With activists about to be asked this week to approve abandoning their commitment to scrapping university tuition fees, alongside other severe cost-cutting measures that will hit the LibDems’ progressive credentials, there is unease in Bournemouth that has turned Clegg’s leadership speech later this week into a potential make-or-break performance.

But in a theme the grassroots will hear again and again over the next four days, Clegg offered the caveat that:"We need to treat people like grown-ups. We need to be realistic. We need to be certain we can afford it before we make promises."

Although Clegg remains a relatively unknown factor for the electorate, pollsters say that when he is given centre stage he is capable of wooing voters.

Private polling by the LibDems has told them Clegg is capable of securing the balance of power, but only if he succeeds in breaking free from his current low level of political recognition.

Party sources have admitted there is an "urgency and determination" to ensure Clegg is the "unexpected success" if Gordon Brown abandons his current "under-consideration" stance and agrees to a televised leaders’ debate during a general election campaign.

Clegg is regarded by LibDem strategists as telegenic and articulate and, when up against Brown or David Cameron, is capable of securing the vote of the undecideds.

Clegg is privately hoping a degree of realism will help boost his party’s chances at the election and is already on record as saying that anything Brown touches will "turn to dust" and that the Tories are almost certain to be in Number 10 by the summer.

The dismissal of Labour’s chances is being seen as a warning to those inside the LibDems who believe a deal should be cut on electoral reform. Clegg wants no part of any deal which has a reform vote taking place on the same day as the election, a situation he believes would set the issue back 20 years because it would be lost.

With Brown finally admitting Labour would have to cut public spending, and the Tories remaining committed to cutting spending faster than Labour, the LibDems cannot afford to be squeezed out of the spending argument due to dominate election issues.

Clegg said he is offering voters "change for real" at the election, as against a Labour government which he said had run out of road, and the Conservatives whom he branded "fake and phoney".

However, the conference in Bournemouth is not forecast to be an exercise in cheer-leading for Clegg.
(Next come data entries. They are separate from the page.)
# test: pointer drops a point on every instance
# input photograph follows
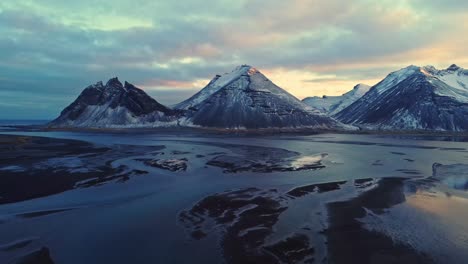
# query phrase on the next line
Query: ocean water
(137, 221)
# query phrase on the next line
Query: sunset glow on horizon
(52, 49)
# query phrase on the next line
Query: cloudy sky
(51, 49)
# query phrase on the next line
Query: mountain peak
(114, 82)
(453, 67)
(129, 86)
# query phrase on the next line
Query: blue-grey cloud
(50, 50)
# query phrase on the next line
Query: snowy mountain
(333, 104)
(115, 105)
(246, 99)
(414, 98)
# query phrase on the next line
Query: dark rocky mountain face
(250, 100)
(411, 99)
(113, 104)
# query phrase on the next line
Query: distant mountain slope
(414, 98)
(245, 98)
(333, 104)
(114, 105)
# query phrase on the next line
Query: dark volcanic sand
(349, 242)
(30, 162)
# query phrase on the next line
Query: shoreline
(236, 132)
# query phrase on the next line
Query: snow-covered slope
(213, 86)
(422, 98)
(245, 98)
(115, 105)
(333, 104)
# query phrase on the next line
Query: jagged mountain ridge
(114, 105)
(246, 99)
(333, 104)
(414, 98)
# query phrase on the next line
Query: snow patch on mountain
(115, 105)
(414, 98)
(333, 104)
(249, 100)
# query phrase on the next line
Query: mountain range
(413, 98)
(242, 99)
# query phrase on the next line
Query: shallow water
(137, 221)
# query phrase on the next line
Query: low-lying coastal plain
(197, 197)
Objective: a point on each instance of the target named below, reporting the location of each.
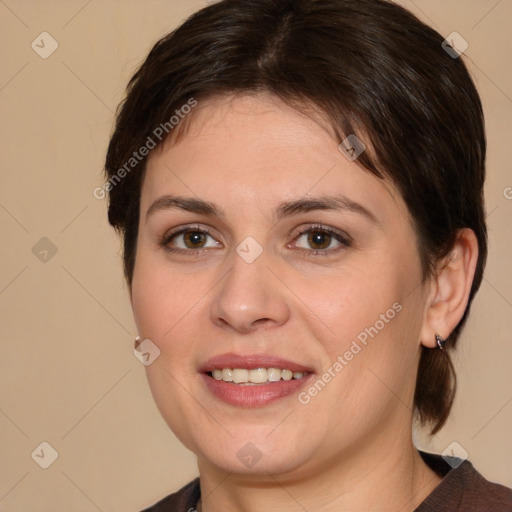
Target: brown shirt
(462, 489)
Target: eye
(189, 239)
(317, 239)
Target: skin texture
(350, 446)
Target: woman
(299, 187)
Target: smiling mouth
(242, 376)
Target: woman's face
(261, 245)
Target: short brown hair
(372, 69)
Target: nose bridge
(250, 293)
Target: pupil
(321, 240)
(193, 238)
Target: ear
(450, 288)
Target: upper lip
(251, 362)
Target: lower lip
(256, 395)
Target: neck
(383, 476)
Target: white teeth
(240, 375)
(287, 375)
(255, 376)
(227, 375)
(258, 376)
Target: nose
(250, 297)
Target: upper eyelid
(297, 232)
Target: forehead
(259, 149)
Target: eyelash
(343, 239)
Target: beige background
(68, 375)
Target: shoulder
(463, 488)
(184, 500)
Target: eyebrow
(336, 202)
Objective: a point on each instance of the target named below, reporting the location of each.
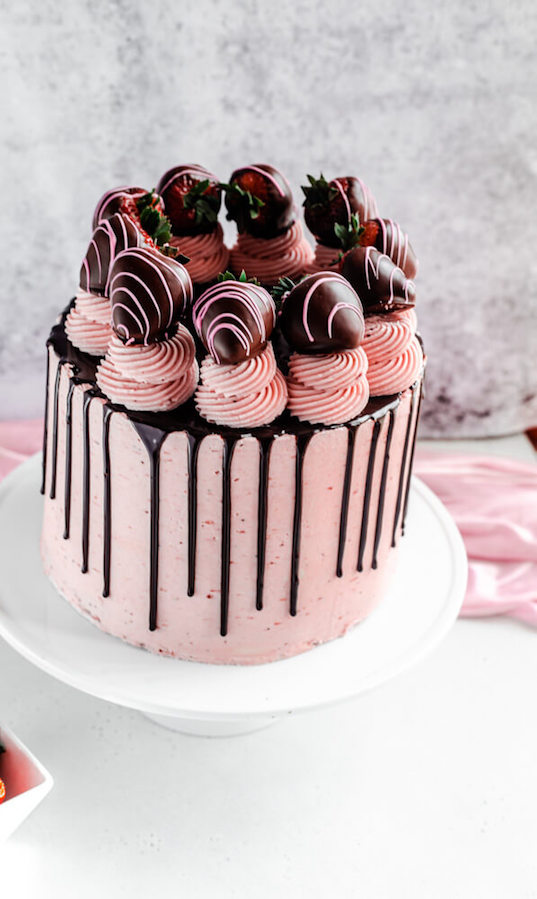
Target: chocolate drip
(52, 494)
(153, 438)
(88, 396)
(351, 440)
(403, 466)
(68, 463)
(367, 495)
(107, 524)
(265, 444)
(45, 428)
(382, 493)
(302, 441)
(229, 447)
(411, 463)
(194, 444)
He has already upset the more socialist-leaning wing of party activists by claiming that "savage" cuts in spending may be needed to bring down the current £175 billion deficit.

Clegg is expected to offer more detail after hinting there should be a long-term freeze on public-sector pay, that public-sector pensions will have to be scaled back, and that the withdrawal of tax credits from the middle classes, plus an end to universal child benefit, may need to be addressed.

He said: "In some cases we will be quite bold, or even savage, on current spending, precisely to be able to retain spending where you need it."